By Haddon Libby
Last time the Red Sox and the Dodgers met in the World Series was 1916 when the Dodgers were referred to as the Robins and Babe Ruth was still a Red Sox. While Trolley-Dodgers was Brooklyn’s nickname, the shortened version was not used formally until 1932.
Back in 1916, the typical baseball game took 1:50 on and was played in front of 3,000 people.
Within 20 years, the game would take two hours but twice as many people would attend. By the time attendance doubled to 12,000 in 1954, a game was 25% longer at 2:30. It would take until 1987 for attendance to double to 24,000 at which point a game was now a full hour longer than 1918.
Attendance peaked in 2007 when 32,700 people would pay to attend a game. Since then, attendance has dropped 12.5% yet game times have continued to rise to an uncomfortably long at 3:05 with many games lasting four or five hours.
While game length has grown consistently for decades, television viewership has declined with equal consistently. Using the World Series as the gauge, ratings have averaged approximately 20 million viewers of late which mean that one in five people watching television were watching the World Series. If we go back to the Los Angeles Dodgers’ last appearance in 1988, 35 million people watched or two in five television viewers.
While viewership and attendance have been in decline, revenues for the sport have grown by 50% over the last decade to approximately $9 billion per year.
Revenue growth means higher franchise values as well. According to Forbes, the New York Yankees generate the most revenue in baseball at $619 million a year with a franchise valuation of $4 billion – not a bad return for the Steinbrenner family which bought the team for $8.8 million 45 years ago.
The Chicago Cubs’ ownership generates the largest profit from their team at $102 million on $457 million in revenues. In general, the average Major League Baseball team generates $315 million in revenues for an annual profit of $29 million with a valuation of more than $1.6 billion.
This year’s Fall Classic is a battle between two exceptionally well run franchises.
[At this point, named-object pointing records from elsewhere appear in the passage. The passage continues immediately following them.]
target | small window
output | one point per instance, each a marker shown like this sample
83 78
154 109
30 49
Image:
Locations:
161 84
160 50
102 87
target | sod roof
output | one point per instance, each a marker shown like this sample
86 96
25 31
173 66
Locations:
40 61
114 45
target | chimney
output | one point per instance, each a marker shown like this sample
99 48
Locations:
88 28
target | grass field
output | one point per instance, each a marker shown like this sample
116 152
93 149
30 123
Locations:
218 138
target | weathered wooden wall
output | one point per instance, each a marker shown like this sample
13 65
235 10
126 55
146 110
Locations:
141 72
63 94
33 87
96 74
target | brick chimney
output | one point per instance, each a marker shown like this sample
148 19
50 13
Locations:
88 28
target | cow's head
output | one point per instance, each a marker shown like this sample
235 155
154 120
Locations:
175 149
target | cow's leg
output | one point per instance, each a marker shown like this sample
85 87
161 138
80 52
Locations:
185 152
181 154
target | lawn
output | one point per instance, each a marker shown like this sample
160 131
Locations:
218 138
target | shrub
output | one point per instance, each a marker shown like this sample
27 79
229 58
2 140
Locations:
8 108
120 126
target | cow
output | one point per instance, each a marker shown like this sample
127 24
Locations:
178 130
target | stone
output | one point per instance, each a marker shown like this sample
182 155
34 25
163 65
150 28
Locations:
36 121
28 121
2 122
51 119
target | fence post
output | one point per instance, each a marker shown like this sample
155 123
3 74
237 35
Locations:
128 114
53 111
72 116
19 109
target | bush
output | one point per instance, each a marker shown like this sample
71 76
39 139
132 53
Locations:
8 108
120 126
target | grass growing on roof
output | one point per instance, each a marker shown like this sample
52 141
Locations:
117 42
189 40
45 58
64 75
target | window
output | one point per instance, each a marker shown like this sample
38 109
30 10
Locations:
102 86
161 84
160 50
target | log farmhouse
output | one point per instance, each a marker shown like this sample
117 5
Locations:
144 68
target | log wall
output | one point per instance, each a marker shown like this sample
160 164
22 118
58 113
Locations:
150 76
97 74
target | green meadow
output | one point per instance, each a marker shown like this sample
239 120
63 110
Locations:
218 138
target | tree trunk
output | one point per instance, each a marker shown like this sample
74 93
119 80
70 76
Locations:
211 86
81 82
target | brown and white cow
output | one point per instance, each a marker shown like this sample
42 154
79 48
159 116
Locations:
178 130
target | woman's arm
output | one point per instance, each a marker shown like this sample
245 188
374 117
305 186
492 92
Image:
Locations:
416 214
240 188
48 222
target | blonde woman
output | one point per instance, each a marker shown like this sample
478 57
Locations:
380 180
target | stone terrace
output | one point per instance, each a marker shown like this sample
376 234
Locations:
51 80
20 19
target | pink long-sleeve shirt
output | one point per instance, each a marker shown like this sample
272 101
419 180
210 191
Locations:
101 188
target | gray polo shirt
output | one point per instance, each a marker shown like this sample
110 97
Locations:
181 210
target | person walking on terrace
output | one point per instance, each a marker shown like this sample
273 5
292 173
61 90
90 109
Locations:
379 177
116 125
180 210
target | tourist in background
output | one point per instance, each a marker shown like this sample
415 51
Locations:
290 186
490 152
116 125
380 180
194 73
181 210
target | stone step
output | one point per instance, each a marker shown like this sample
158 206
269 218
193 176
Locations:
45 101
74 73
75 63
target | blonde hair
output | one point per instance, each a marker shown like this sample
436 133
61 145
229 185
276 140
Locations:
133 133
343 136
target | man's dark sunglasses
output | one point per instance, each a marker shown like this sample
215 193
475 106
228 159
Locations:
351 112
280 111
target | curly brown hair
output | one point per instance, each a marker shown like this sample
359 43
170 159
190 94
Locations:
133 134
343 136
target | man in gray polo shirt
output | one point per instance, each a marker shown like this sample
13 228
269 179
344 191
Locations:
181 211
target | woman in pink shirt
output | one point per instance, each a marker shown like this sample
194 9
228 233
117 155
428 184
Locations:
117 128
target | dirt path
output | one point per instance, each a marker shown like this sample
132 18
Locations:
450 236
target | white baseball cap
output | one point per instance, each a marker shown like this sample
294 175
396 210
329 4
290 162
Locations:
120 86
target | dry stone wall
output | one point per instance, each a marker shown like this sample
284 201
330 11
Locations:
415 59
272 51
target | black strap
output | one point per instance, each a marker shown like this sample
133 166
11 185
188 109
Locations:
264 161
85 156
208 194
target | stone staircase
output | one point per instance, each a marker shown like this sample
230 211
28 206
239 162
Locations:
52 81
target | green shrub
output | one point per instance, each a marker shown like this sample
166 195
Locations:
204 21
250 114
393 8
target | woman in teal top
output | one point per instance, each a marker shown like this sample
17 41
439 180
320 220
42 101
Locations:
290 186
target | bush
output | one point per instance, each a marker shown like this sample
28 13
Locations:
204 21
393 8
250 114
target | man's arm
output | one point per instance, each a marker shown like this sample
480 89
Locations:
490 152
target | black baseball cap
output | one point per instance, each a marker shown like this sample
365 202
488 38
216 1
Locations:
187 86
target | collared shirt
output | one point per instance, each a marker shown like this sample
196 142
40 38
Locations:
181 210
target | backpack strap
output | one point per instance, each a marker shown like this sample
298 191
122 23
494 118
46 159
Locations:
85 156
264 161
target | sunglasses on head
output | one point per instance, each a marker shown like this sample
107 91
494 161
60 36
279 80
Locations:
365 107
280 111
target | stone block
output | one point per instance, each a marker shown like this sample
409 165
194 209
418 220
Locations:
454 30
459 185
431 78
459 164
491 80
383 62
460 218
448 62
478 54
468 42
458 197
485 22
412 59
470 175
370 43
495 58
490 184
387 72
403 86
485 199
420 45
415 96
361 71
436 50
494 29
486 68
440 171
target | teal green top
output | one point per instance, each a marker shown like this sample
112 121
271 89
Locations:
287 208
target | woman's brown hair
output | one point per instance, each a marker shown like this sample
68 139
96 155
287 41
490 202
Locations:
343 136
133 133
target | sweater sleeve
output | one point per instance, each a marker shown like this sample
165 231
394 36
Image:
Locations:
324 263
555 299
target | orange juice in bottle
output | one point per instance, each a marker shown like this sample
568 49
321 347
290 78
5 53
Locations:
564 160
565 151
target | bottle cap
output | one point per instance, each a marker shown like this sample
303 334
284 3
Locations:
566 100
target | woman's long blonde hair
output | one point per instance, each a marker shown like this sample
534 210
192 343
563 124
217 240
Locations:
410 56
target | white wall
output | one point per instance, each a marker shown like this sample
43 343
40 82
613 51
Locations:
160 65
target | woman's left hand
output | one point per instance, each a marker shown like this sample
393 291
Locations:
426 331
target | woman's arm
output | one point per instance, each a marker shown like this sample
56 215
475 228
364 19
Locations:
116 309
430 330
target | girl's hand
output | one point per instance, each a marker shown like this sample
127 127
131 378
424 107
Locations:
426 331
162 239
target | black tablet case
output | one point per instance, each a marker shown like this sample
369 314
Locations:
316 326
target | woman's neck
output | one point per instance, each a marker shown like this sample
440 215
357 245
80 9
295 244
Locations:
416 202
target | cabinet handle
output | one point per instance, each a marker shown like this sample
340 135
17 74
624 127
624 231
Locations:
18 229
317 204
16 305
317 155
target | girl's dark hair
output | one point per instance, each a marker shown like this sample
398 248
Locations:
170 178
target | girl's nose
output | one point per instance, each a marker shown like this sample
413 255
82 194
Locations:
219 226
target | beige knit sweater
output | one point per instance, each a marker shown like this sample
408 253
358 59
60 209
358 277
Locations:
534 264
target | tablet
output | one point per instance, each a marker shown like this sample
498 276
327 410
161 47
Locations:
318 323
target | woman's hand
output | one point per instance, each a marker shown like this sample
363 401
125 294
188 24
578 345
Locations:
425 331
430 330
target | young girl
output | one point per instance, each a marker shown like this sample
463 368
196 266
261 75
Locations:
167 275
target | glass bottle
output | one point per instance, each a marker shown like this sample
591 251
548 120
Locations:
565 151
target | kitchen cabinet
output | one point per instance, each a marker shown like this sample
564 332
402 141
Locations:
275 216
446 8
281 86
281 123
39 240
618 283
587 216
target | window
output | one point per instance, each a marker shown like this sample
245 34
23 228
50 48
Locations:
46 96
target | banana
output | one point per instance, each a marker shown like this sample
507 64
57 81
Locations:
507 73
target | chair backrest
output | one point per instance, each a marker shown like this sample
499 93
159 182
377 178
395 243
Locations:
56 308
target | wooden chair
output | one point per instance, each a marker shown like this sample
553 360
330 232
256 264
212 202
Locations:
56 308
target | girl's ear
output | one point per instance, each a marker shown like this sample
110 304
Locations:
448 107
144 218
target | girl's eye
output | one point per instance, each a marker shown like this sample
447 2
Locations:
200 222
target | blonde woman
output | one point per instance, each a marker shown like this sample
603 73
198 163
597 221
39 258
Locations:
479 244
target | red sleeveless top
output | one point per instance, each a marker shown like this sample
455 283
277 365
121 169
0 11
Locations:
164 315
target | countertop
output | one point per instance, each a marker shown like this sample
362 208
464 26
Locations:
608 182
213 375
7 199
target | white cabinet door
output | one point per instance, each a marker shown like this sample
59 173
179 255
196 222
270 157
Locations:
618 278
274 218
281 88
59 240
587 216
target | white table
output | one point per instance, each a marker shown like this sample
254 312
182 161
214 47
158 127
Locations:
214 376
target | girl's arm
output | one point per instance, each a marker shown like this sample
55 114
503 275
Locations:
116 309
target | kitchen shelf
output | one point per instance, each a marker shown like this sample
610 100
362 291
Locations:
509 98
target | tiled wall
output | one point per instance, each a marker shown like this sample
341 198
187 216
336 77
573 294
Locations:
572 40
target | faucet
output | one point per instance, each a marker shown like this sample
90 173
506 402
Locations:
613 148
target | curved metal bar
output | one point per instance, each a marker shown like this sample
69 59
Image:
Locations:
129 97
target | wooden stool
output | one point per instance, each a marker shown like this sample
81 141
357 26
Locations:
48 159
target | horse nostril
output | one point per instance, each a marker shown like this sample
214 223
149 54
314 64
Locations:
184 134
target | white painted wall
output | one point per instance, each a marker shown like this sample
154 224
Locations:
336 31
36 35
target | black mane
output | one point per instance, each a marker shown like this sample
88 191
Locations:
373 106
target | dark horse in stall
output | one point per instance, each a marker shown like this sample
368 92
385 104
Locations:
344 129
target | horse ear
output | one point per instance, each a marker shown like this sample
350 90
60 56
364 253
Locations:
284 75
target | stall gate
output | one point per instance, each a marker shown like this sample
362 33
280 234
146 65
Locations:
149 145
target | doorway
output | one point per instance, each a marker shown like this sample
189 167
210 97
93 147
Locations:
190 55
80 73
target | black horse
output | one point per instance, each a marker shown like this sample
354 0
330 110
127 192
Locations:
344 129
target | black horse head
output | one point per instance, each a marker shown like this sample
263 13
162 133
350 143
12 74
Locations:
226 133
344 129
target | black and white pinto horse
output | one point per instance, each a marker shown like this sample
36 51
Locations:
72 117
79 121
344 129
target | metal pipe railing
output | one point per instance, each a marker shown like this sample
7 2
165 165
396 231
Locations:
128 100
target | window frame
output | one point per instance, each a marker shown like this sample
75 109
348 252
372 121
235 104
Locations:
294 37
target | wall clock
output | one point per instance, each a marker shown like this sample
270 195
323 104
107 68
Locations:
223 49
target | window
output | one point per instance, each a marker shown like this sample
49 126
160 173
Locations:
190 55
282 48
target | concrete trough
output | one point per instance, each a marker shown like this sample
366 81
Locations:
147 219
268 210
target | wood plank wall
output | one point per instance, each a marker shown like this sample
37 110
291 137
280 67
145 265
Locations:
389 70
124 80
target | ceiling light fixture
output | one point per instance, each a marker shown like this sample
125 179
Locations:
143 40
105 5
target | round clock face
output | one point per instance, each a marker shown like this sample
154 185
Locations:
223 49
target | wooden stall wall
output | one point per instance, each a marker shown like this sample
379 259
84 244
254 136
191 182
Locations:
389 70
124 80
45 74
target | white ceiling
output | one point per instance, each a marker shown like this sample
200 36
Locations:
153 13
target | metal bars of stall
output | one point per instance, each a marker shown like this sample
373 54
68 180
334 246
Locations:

Following 86 years of futility, the Boston Red Sox found success in 2004. Two years earlier, a new ownership group headed by John Henry and Tom Werner bought the team for $380 million. Tom Werner is best known as the executive producer of television shows like The Cosby Show, Roseanne and That 70’s Show as well as his prior ownership of the San Diego Padres while John Henry is an investment manager who previously owned the Florida Marlins. With three Championships over the last 16 years and a franchise-record 108 wins this year, the Henry/Werner era has been successful and lucrative. Forbes estimates that the Red Sox are currently worth $2.8 billion.
The Los Angeles Dodgers faced their own dark years after the O’Malley family sold the team to the Fox Entertainment Group. His name was Frank McCourt and he came from Boston. Under threat of imminent takeover of the team by Major League Baseball, McCourt sold to the current ownership group led by Magic Johnson. Despite driving the Dodgers to the brink of insolvency, McCourt still sold the team for a $1 billion profit at the mind-boggling price of $2 billion.
Once Magic Johnson’s team installed their people, the Los Angeles Dodgers won three consecutive division titles and have made the World Series for the last two years. Forbes estimates the Dodgers are currently worth $3 billion at present.
By the way, last time the Red Sox and Dodgers met in the World Series, the Red Sox won 4-1.